The Carthaginian authorities were at their wits’ end. Their only hope, they decided, lay in unconditional surrender. A third delegation made its way to Rome to announce this, only to find that war had already been declared. Neverthess, the Senate cynically accepted the surrender and demanded three hundred child hostages.
There was no difficulty in attracting recruits to the legions, for it was clear to everyone that Carthage could not conceivably achieve victory and soldiers could expect rich pickings, treasure, and slaves. In 149, an unusually large army of eighty thousand infantry and four thousand cavalry crossed the sea to Africa. The two consuls were in command and carried secret orders to destroy the city utterly when they captured it. Very helpfully, the important Phoenician port of Utica, a few miles from Carthage, which was “well adapted for landing an army,” came over to the Romans.
The Punic leadership was appalled by news of the invasion and was willing to do almost anything to avoid fighting an unwinnable war. Yet more envoys were dispatched to plead for peace, this time to the Roman camp. When they arrived, the consuls, surrounded by their chief officers and military tribunes, were seated on a high dais. The entire army, with polished armor and weapons and erect standards, was drawn up to attention. A trumpet blew and, in dead silence, the Carthaginians were then obliged to walk the length of the camp before they reached the consuls. A rope cordon prevented them from drawing near.

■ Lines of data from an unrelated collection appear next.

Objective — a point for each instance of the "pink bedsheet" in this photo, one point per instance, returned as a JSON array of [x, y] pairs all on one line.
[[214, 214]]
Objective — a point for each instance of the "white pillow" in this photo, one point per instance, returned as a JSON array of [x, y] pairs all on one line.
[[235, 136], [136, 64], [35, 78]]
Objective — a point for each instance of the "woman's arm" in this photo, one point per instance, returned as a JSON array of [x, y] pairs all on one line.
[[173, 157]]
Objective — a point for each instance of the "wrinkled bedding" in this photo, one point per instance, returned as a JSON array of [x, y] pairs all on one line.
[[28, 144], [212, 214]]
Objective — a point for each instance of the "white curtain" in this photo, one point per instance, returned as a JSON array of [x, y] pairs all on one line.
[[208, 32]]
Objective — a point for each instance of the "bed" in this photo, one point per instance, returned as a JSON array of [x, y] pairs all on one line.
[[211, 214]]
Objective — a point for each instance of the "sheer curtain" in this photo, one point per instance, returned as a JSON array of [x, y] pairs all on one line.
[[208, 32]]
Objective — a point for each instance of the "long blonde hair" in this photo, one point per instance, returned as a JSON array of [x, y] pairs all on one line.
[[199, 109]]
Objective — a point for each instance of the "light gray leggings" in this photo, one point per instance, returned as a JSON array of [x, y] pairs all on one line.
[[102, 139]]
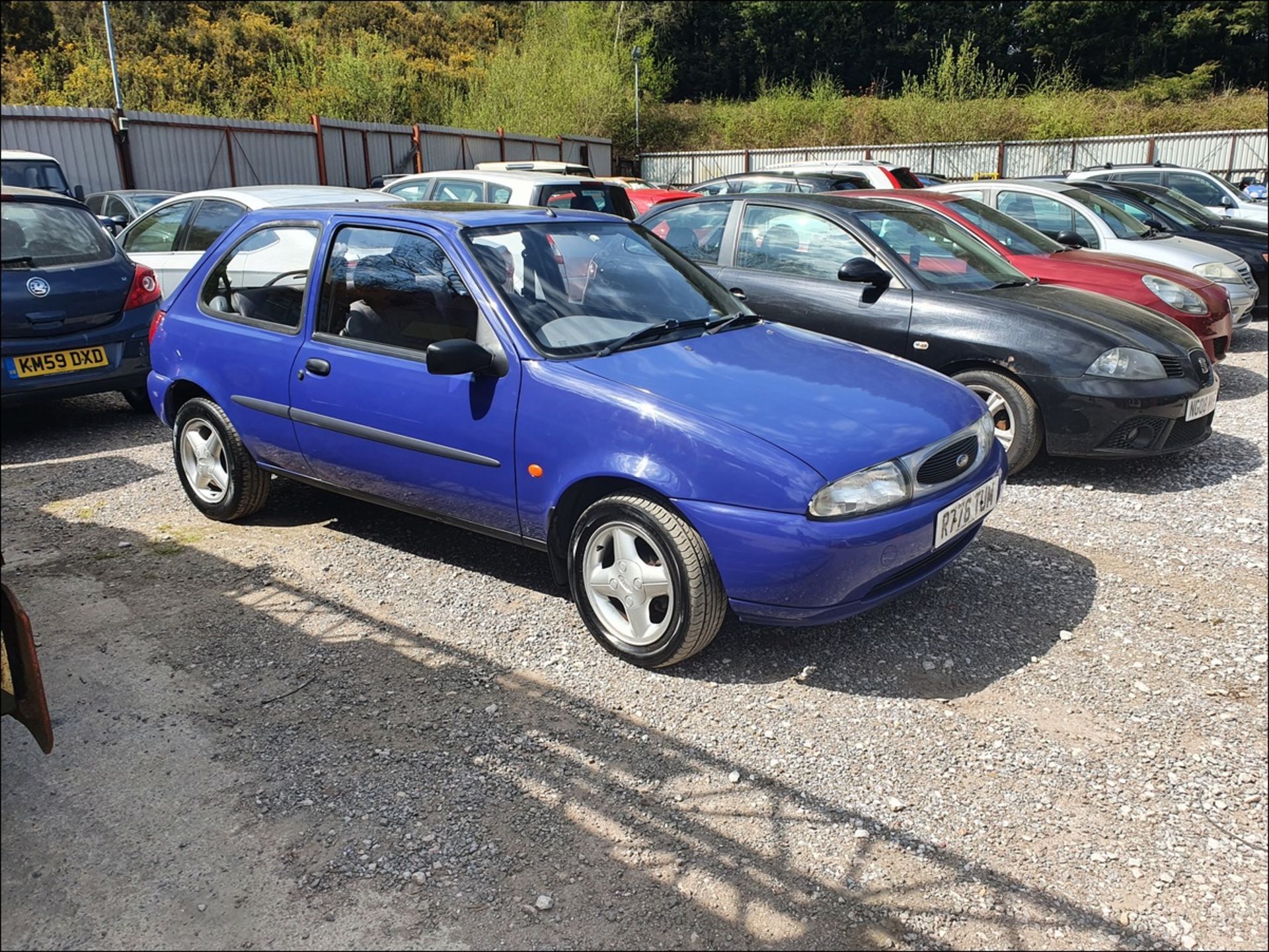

They asked why an expeditionary force was necessary to defeat an enemy that had no intention of fighting. Carthage would submit willingly to any penalty. In response, the consuls demanded the city’s complete disarmament. This was at once conceded, and soon a line of wagons brought to the camp armor and weapons for twenty thousand men and many artillery pieces.
Only then did the consuls show their hand. They complimented the Carthaginians for their obedience so far, and asked them to accept bravely the Senate’s final commands: “Hand over Carthage to us, and resettle yourselves wherever you like inside your own borders at a distance of at least nine miles from the sea, for we have decided to raze your city to the ground.”
This was unendurable. The people would wither away if banished from their traditional element, the sea. They rose up in rage and grief. They stoned to death the hapless envoys on their return and any pro-Roman politicians they could find. Roman traders who by ill chance happened to be in the city were set upon and killed. With magnificent, despairing defiance, Carthage made the decision to resist Rome.